Although she’s always loved insects, Wishon recalled that in the third grade, “we had to write an autobiography and description of our desired future.” She wrote that she wanted to become an ice skater and have six children.

“It’s amazing how times change,” said Wishon, now 29. “Soon after I completed it, a family friend who knew my affinity for insects, read the autobiography and informed me that I could become an entomologist. It had never occurred to me that I could play with insects as a profession.”

Born on Coronado Island, she moved to Las Vegas at age 11. She’s a 2000 graduate of Cimarron Memorial High School, Las Vegas, and attended colleges in Las Vegas and San Diego before settling in Rocklin, and now Davis.
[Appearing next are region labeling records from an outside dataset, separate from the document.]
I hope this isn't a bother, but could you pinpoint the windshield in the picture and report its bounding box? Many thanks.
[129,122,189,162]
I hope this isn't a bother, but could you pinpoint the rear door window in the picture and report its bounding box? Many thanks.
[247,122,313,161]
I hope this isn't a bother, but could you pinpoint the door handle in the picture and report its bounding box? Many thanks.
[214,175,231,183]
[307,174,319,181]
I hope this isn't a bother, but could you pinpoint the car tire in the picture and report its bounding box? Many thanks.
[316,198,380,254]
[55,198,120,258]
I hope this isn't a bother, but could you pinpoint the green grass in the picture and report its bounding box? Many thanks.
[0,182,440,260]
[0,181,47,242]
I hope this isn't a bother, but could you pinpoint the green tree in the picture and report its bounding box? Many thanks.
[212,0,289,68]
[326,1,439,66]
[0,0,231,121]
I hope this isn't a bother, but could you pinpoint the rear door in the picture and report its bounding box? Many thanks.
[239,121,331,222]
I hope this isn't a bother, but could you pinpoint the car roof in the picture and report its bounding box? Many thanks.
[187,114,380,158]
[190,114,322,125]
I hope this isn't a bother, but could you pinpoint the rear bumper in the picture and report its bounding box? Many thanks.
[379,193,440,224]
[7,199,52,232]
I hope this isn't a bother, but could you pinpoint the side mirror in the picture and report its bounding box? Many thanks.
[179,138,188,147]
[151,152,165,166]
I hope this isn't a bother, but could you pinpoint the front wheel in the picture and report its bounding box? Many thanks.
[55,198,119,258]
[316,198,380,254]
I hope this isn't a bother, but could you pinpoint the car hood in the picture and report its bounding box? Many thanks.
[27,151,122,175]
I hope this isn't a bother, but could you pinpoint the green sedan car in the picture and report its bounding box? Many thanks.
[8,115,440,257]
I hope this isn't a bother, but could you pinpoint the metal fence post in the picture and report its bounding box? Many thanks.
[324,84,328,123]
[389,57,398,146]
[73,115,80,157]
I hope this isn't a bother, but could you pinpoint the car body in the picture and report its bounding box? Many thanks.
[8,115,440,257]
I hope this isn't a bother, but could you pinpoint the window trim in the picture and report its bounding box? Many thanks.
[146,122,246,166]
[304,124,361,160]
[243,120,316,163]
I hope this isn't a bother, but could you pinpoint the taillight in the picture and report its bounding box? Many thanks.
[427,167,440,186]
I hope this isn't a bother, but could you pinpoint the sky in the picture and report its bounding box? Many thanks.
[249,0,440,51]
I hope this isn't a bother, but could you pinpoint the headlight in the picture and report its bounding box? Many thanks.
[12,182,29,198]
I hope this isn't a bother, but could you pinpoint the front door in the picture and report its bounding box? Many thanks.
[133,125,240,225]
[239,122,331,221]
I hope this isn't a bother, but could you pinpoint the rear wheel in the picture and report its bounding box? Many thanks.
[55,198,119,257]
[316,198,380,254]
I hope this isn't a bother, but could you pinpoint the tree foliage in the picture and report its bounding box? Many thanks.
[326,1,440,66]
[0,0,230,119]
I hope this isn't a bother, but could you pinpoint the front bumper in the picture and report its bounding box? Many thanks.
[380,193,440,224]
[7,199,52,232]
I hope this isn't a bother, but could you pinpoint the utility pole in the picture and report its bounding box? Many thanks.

Her road to becoming an entomologist meandered at times as she overcame a diagnosed learning disability. But she stayed the course, getting good grades, and never losing sight of her love for entomology.

“My insect collecting was limited while I lived in Las Vegas, but I kept several black widows, jumping spiders, and beetles,” Wishon said. “I also dipped into herpetology a bit and became the editor of the Southern Nevada Herpetological Society.”

“My mother and older brothers were becoming worried that if I stayed in Vegas any longer I would fulfill the stereotype of becoming a stripper,” she joked.   

“Although I am itching to be done with school and officially become an entomologist, I am so happy to be here at Davis as a part of this wonderful department. I love forensic and medical entomology, the order Diptera (flies), and arachnids (including spiders and scorpions), but I also love the complete diversity of insects that I am able to study at the Bohart, so I’m not sure exactly what direction I want to go from here.”